Tal y como apuntan los expertos, con cuya participación se ha contado para la elaboración del Libro Blanco, dada toda la problemática producida a lo largo de la crisis sanitaria, y las repercusiones que ha supuesto en las vidas personales y profesionales de la población, los viajeros de hoy en día buscarán un refugio emocional y mental. Esto es apostar por unas experiencias que faciliten el equilibrio entre el bienestar físico, salud emocional y paz espiritual. Se apostará, desde este punto de vista, por el turismo sostenible y el llamado slow tourism, – una tipología contraria al turismo intensivo y de masas, que da la posibilidad de disfrutar plenamente de la estancia en un destino, con tranquilidad, descubriendo los espacios naturales, culturales y patrimoniales de la zona.

Los destinos, por su parte, además de adaptarse a las nuevas formas de hacer turismo y las necesidades de los propios turistas, se enfrentarán a un gran nivel competitivo, de modo que en esta carrera van a ganar aquellos que sepan proporcionar unas condiciones excepcionales para dar un entorno perfecto tanto para los turistas de fin de semana, como para aquellos que se van a desplazar hacia allí por una larga temporada, por ejemplo, aprovechando el teletrabajo.

Aparte de ello, se tiene que llevar a cabo un trabajo exhaustivo, fomentando, entre otros, las relaciones de colaboración con los agentes turísticos a una amplia escala, con el fin de crear una marca potente, representativa, reconocible y con una reputación altamente positiva. Pues, según aseguraban los especialistas, la marca y la reputación que posee un destino, jugará un papel esencial a la hora de fomentar las ventas. Asimismo, se tiene que acentuar la estrategia de conversión de un destino en un destino inteligente, liderando desde la sostenibilidad el desarrollo del sector turístico a través de la innovación y la tecnología. 

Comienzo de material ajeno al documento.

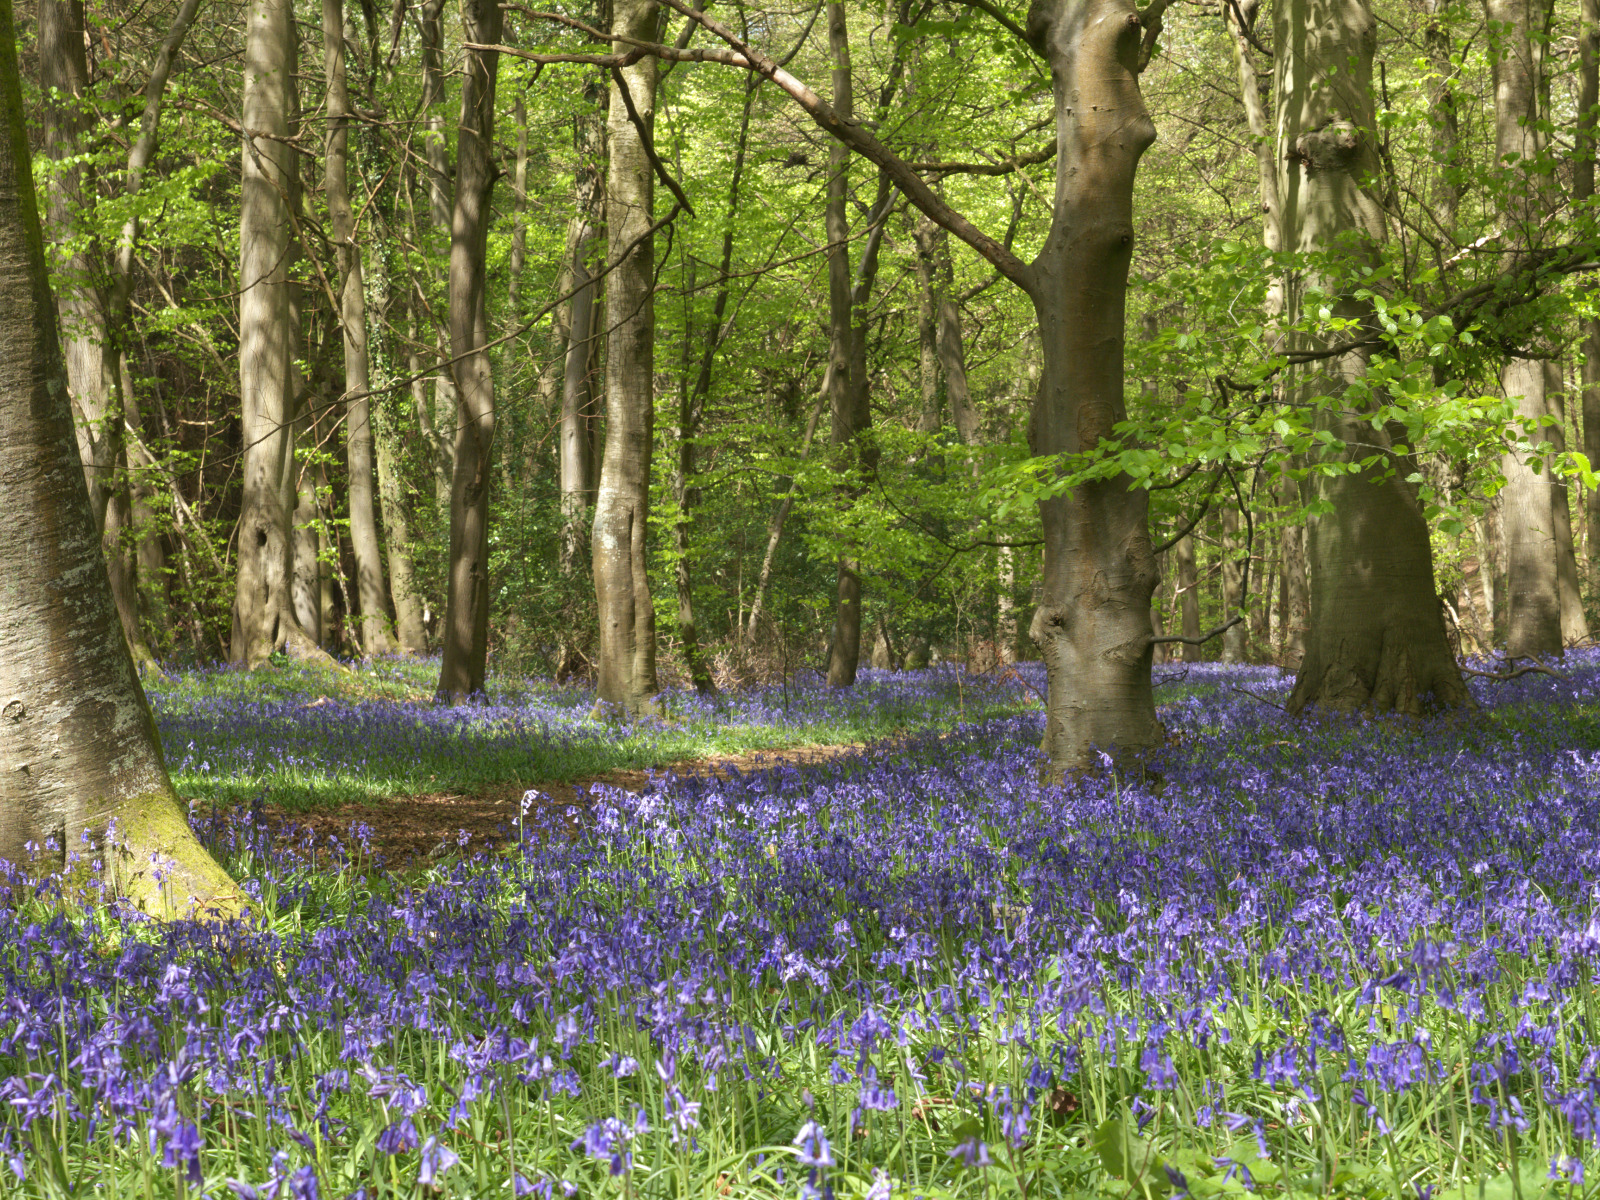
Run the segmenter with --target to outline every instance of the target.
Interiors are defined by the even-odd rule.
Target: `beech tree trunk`
[[[1057,147],[1050,233],[1032,268],[1044,362],[1029,442],[1036,455],[1075,454],[1111,437],[1126,412],[1133,181],[1155,127],[1139,93],[1132,0],[1037,3],[1028,34],[1050,65]],[[1148,494],[1119,476],[1039,510],[1044,578],[1030,633],[1050,680],[1042,748],[1053,772],[1092,764],[1097,749],[1160,745]]]
[[[462,0],[461,20],[468,41],[499,44],[505,12],[496,0]],[[494,92],[499,71],[497,51],[466,52],[450,228],[455,472],[450,486],[450,560],[438,694],[458,704],[482,694],[489,657],[489,477],[495,411],[494,373],[484,348],[489,341],[485,256],[494,216]]]
[[[655,36],[655,0],[616,0],[614,33]],[[626,43],[613,44],[617,53]],[[655,115],[656,60],[621,72],[645,129]],[[648,533],[650,460],[655,424],[655,179],[644,141],[629,118],[617,84],[606,113],[610,171],[606,178],[606,444],[595,499],[591,553],[600,623],[602,701],[630,716],[655,708],[656,619],[650,600]]]
[[[1539,128],[1549,0],[1484,0],[1484,13],[1496,24],[1494,60],[1495,155],[1512,174],[1508,224],[1525,229],[1542,220],[1549,187],[1519,163],[1539,158],[1545,139]],[[1511,358],[1500,371],[1500,385],[1516,402],[1517,415],[1542,420],[1551,415],[1544,363]],[[1546,432],[1536,435],[1543,440]],[[1548,464],[1533,463],[1515,451],[1501,456],[1506,485],[1501,491],[1502,528],[1507,553],[1506,651],[1513,655],[1561,653],[1561,582],[1556,541],[1555,499]]]
[[[275,651],[319,657],[295,616],[295,329],[286,264],[298,48],[288,0],[251,0],[245,37],[239,201],[242,511],[229,656],[251,667]]]
[[[1183,636],[1200,636],[1200,572],[1195,562],[1195,540],[1191,533],[1180,538],[1172,547],[1172,557],[1178,564],[1178,611]],[[1184,662],[1199,662],[1204,647],[1194,642],[1180,643]]]
[[[1244,594],[1246,554],[1244,522],[1231,504],[1222,506],[1222,619],[1231,621],[1245,612]],[[1222,661],[1242,663],[1245,644],[1250,640],[1247,623],[1240,621],[1222,635]]]
[[[559,569],[576,594],[577,578],[593,575],[589,558],[591,518],[589,506],[595,499],[595,441],[599,432],[596,411],[594,364],[599,285],[589,269],[600,242],[598,222],[604,203],[601,163],[605,138],[598,112],[584,113],[575,122],[578,152],[574,184],[575,210],[567,227],[567,286],[573,293],[565,307],[564,321],[557,313],[556,343],[564,343],[561,379],[561,448],[559,451],[561,487],[561,550]],[[564,324],[564,328],[561,328]],[[589,614],[573,620],[562,630],[556,652],[556,678],[570,679],[583,667],[583,648],[588,645]]]
[[[1578,141],[1572,163],[1572,198],[1594,197],[1596,130],[1600,127],[1600,0],[1582,0],[1578,28]],[[1583,452],[1600,463],[1600,317],[1586,317],[1583,331]],[[1600,579],[1600,489],[1586,494],[1587,549],[1591,579]]]
[[[444,83],[444,0],[422,0],[418,23],[422,31],[422,113],[423,157],[427,162],[428,218],[436,230],[453,238],[451,228],[454,189],[450,176],[450,143],[445,135]],[[448,287],[448,283],[446,285]],[[426,309],[419,314],[418,333],[432,328]],[[437,338],[441,361],[452,355],[445,352],[445,340]],[[415,372],[413,372],[415,373]],[[426,399],[422,401],[426,404]],[[441,368],[433,377],[433,411],[422,422],[425,434],[432,430],[434,488],[439,512],[450,519],[450,492],[455,478],[456,412],[458,406],[453,368]],[[420,410],[419,410],[420,411]]]
[[[1292,477],[1283,477],[1283,505],[1300,507],[1300,487]],[[1279,638],[1279,662],[1286,667],[1300,668],[1306,653],[1306,635],[1311,627],[1311,586],[1306,573],[1306,525],[1304,521],[1290,521],[1283,527],[1278,542],[1278,561],[1282,564],[1283,605],[1280,612],[1282,634]]]
[[[1283,0],[1275,15],[1285,242],[1302,253],[1353,247],[1351,253],[1369,256],[1384,236],[1382,210],[1365,190],[1380,176],[1371,9],[1367,0]],[[1291,312],[1306,282],[1298,279],[1291,289]],[[1334,310],[1372,320],[1369,302],[1354,296],[1339,299]],[[1362,352],[1324,360],[1304,370],[1301,392],[1341,395],[1366,366]],[[1386,439],[1361,411],[1324,407],[1319,421],[1341,442]],[[1309,530],[1311,627],[1289,711],[1319,704],[1421,713],[1470,705],[1445,636],[1428,526],[1414,491],[1398,474],[1383,478],[1377,470],[1319,475],[1316,487],[1331,511]]]
[[[840,0],[829,0],[828,45],[833,55],[833,111],[845,121],[854,119],[855,97],[850,80],[850,37]],[[850,151],[834,143],[828,152],[828,204],[823,227],[828,238],[828,408],[833,417],[834,466],[841,475],[851,472],[858,436],[870,421],[865,381],[856,378],[855,325],[850,304],[850,220],[846,212],[850,193]],[[856,489],[840,489],[848,505]],[[828,642],[828,686],[849,687],[856,681],[861,662],[861,573],[856,559],[839,557],[835,583],[833,634]]]
[[[79,459],[0,0],[0,858],[53,844],[103,864],[145,911],[231,914],[237,887],[195,840],[118,627]],[[164,879],[156,878],[159,863]]]
[[[344,339],[344,444],[349,468],[350,547],[361,605],[361,651],[393,654],[389,597],[372,488],[372,372],[367,350],[366,277],[350,205],[350,88],[345,72],[344,2],[322,0],[323,70],[328,83],[328,140],[322,181],[329,232],[339,256],[339,323]]]

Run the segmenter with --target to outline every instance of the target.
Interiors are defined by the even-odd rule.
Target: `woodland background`
[[[1027,258],[1050,215],[1050,81],[986,7],[899,0],[825,14],[741,4],[720,17],[791,54],[790,69],[820,91],[836,66],[827,35],[838,10],[856,111],[870,114],[861,119]],[[1103,457],[1154,485],[1158,546],[1192,522],[1160,555],[1158,626],[1192,637],[1246,617],[1203,646],[1158,655],[1292,666],[1309,620],[1311,498],[1295,450],[1314,417],[1286,423],[1274,408],[1263,420],[1260,402],[1281,367],[1262,316],[1278,270],[1262,246],[1260,192],[1263,148],[1272,153],[1262,116],[1270,21],[1233,0],[1163,7],[1140,80],[1159,138],[1135,191],[1130,424]],[[457,410],[440,364],[451,358],[449,202],[470,39],[438,0],[335,3],[331,13],[294,9],[294,107],[272,143],[292,150],[297,193],[286,197],[295,215],[285,239],[296,297],[295,609],[332,654],[424,653],[445,610]],[[1407,439],[1413,482],[1434,530],[1447,625],[1467,652],[1504,636],[1498,493],[1516,426],[1500,371],[1515,343],[1556,384],[1547,424],[1521,432],[1544,439],[1564,471],[1543,478],[1570,505],[1558,555],[1584,611],[1564,608],[1563,636],[1581,641],[1600,615],[1600,506],[1584,486],[1586,460],[1559,452],[1600,438],[1600,410],[1589,411],[1583,387],[1586,362],[1600,356],[1594,346],[1584,354],[1592,277],[1569,256],[1519,283],[1515,297],[1458,319],[1454,332],[1476,338],[1430,344],[1407,316],[1440,311],[1443,297],[1505,273],[1508,189],[1530,178],[1541,183],[1538,212],[1515,235],[1524,250],[1587,236],[1580,41],[1592,28],[1565,0],[1535,14],[1541,146],[1512,178],[1495,149],[1496,21],[1448,0],[1383,0],[1373,15],[1382,163],[1373,190],[1388,222],[1376,278],[1401,327],[1420,329],[1393,347],[1385,379],[1416,435]],[[240,657],[247,16],[219,0],[17,12],[63,338],[69,364],[79,360],[80,450],[125,626],[146,663]],[[151,127],[148,85],[163,43],[186,17],[164,91],[155,89],[159,136],[147,162],[130,161]],[[572,23],[610,20],[576,8],[564,17],[509,6],[501,41],[593,52]],[[663,8],[658,20],[661,40],[689,44],[683,18]],[[82,78],[61,49],[74,39]],[[330,108],[336,44],[348,99]],[[495,94],[484,255],[496,423],[488,641],[502,669],[561,677],[587,675],[595,646],[589,522],[607,435],[600,294],[610,281],[582,284],[604,259],[607,85],[591,64],[504,54]],[[658,188],[653,214],[662,223],[647,554],[666,679],[729,685],[820,669],[841,558],[859,564],[862,655],[873,665],[1034,656],[1040,534],[1026,424],[1039,355],[1027,301],[858,166],[843,207],[870,452],[843,454],[830,438],[825,379],[827,250],[841,240],[825,216],[837,154],[775,87],[712,63],[663,64],[652,130],[681,192]],[[347,155],[347,206],[330,192],[330,154]],[[348,382],[337,316],[349,245],[364,270],[370,418],[351,406],[362,397]],[[861,266],[874,255],[875,274]],[[84,367],[96,347],[120,366]],[[111,382],[80,397],[78,378],[102,369]],[[371,449],[353,444],[357,422]],[[564,441],[569,453],[581,443],[575,467],[563,468]],[[358,561],[363,536],[376,538],[376,570]]]

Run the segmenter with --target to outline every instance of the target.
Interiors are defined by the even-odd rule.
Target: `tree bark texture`
[[[1596,134],[1600,130],[1600,0],[1582,0],[1578,26],[1578,141],[1572,163],[1572,198],[1594,198]],[[1600,463],[1600,317],[1586,317],[1583,330],[1583,452]],[[1600,489],[1585,497],[1591,579],[1600,578]]]
[[[617,0],[612,31],[655,36],[655,0]],[[614,43],[618,53],[626,49]],[[621,83],[645,129],[655,115],[656,60],[622,68]],[[599,699],[629,715],[655,706],[656,621],[650,600],[650,460],[655,423],[655,179],[644,141],[613,81],[606,114],[606,444],[591,553],[599,616]]]
[[[1550,189],[1537,173],[1519,168],[1545,150],[1539,119],[1549,0],[1484,0],[1484,13],[1495,27],[1490,39],[1495,155],[1514,176],[1505,181],[1504,217],[1509,230],[1518,231],[1516,240],[1526,244],[1550,200]],[[1515,400],[1518,416],[1540,421],[1552,415],[1542,361],[1508,359],[1500,385]],[[1535,440],[1548,432],[1541,430]],[[1555,497],[1549,464],[1541,466],[1536,473],[1528,457],[1512,450],[1500,459],[1506,480],[1500,493],[1507,554],[1506,650],[1513,655],[1559,654],[1564,646]]]
[[[591,517],[596,487],[595,442],[599,432],[597,388],[594,367],[599,308],[599,283],[590,262],[602,240],[599,228],[605,202],[602,164],[605,155],[604,126],[598,111],[584,113],[574,123],[578,169],[574,182],[574,216],[567,226],[566,287],[572,300],[557,311],[555,342],[562,346],[561,443],[559,473],[561,488],[561,549],[559,569],[574,596],[577,579],[593,575],[589,561]],[[576,601],[575,601],[576,603]],[[583,647],[589,643],[590,614],[573,619],[562,631],[556,652],[556,678],[566,680],[582,669]]]
[[[428,218],[434,229],[451,235],[454,189],[451,183],[450,142],[445,131],[444,82],[444,0],[422,0],[417,10],[422,32],[422,112],[423,157],[427,163]],[[446,287],[448,288],[448,281]],[[431,314],[424,312],[418,325],[427,329]],[[446,354],[445,339],[438,340],[441,361],[452,357]],[[426,403],[425,399],[423,403]],[[434,483],[439,512],[450,519],[450,492],[455,478],[456,411],[459,400],[453,369],[442,368],[433,377],[433,411],[423,424],[424,430],[432,428],[430,439],[434,452]]]
[[[10,0],[0,0],[0,857],[101,864],[158,915],[239,911],[195,840],[118,628],[78,455],[34,198]],[[158,872],[164,877],[158,880]]]
[[[1133,181],[1155,127],[1139,93],[1132,0],[1039,0],[1028,35],[1055,87],[1056,190],[1032,266],[1043,372],[1029,442],[1075,454],[1125,416]],[[1159,580],[1149,496],[1122,477],[1040,504],[1044,578],[1030,633],[1050,680],[1042,749],[1052,771],[1097,750],[1164,740],[1150,687],[1150,597]]]
[[[1289,475],[1283,477],[1283,506],[1291,511],[1300,507],[1300,486]],[[1306,653],[1306,636],[1311,628],[1311,581],[1306,570],[1306,524],[1288,521],[1278,540],[1278,562],[1283,572],[1280,589],[1283,598],[1279,623],[1278,661],[1299,670]]]
[[[828,45],[833,55],[833,111],[842,120],[854,119],[855,96],[850,79],[850,36],[844,5],[827,6]],[[828,202],[823,227],[828,238],[828,373],[831,388],[828,409],[833,418],[834,465],[848,473],[856,435],[864,424],[856,411],[855,326],[850,311],[850,219],[846,211],[850,193],[850,151],[835,142],[828,151]],[[854,489],[841,488],[841,503],[854,499]],[[828,685],[849,687],[861,661],[861,574],[849,554],[839,557],[834,586],[833,633],[828,640]]]
[[[1245,565],[1249,550],[1244,543],[1244,522],[1232,504],[1222,506],[1222,619],[1224,622],[1245,613]],[[1245,645],[1250,640],[1247,623],[1240,621],[1222,635],[1222,661],[1245,661]]]
[[[1172,547],[1173,560],[1178,564],[1178,612],[1180,629],[1186,638],[1200,636],[1200,571],[1195,561],[1194,535],[1179,538]],[[1195,642],[1183,642],[1183,661],[1199,662],[1204,647]]]
[[[1357,255],[1370,254],[1384,222],[1366,191],[1380,174],[1372,100],[1377,27],[1367,0],[1285,0],[1273,40],[1285,241],[1302,253],[1353,246]],[[1291,281],[1291,312],[1311,282]],[[1353,296],[1333,308],[1341,317],[1372,319],[1370,303]],[[1358,387],[1366,365],[1359,352],[1325,360],[1303,373],[1302,394],[1337,399]],[[1325,406],[1319,422],[1347,444],[1386,439],[1359,409]],[[1434,591],[1428,526],[1410,486],[1376,470],[1319,475],[1316,486],[1331,511],[1309,529],[1311,626],[1289,711],[1319,704],[1420,713],[1470,705]]]
[[[372,371],[367,347],[367,292],[350,204],[350,87],[345,70],[344,2],[322,0],[323,70],[328,84],[328,139],[323,190],[329,232],[339,257],[339,324],[344,340],[344,444],[349,469],[350,547],[361,605],[361,650],[393,654],[389,597],[372,480]]]
[[[313,655],[292,595],[296,416],[295,329],[287,262],[297,186],[290,133],[298,53],[288,0],[246,10],[239,202],[239,396],[242,511],[229,656],[258,666],[274,651]]]
[[[495,0],[463,0],[467,40],[497,45],[505,23]],[[500,55],[468,50],[456,141],[450,228],[450,353],[456,390],[450,559],[440,636],[439,696],[461,703],[483,692],[489,657],[489,477],[494,451],[494,374],[489,353],[486,249],[496,173],[494,92]]]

Desde este punto de vista, la disponibilidad y el acceso a los datos por parte de los gestores de los destinos será crucial para saber personalizar cada experiencia turística, que es lo que busca el viajero actualmente, como se ha mencionado con anterioridad. La tecnología y las soluciones digitales, por su parte, son los motores principales para reducir la incertidumbre e inspirar confianza en los colaboradores y los viajeros. No obstante, se debe tener en cuenta que la tecnología en sí no es un fin, sino un medio para conseguir un resultado y conseguir ciertas mejoras. En sentido global, las soluciones de base tecnológica que van ganando importancia son, entre otras, las tecnologías biométricas, herramientas que proporcionen seguridad en los pagos, la realidad virtual y aumentada.

Desde el punto de vista de la sostenibilidad global, los destinos deben velar por el bienestar e inclusión social, sin comprometer el bienestar de las generaciones futuras. En términos generales, los destinos y sus gestores tienen que conseguir determinar una identidad turística que sea característica para ese destino, alineada siempre con la naturaleza económica y social propia de la zona, sin perder la identidad original.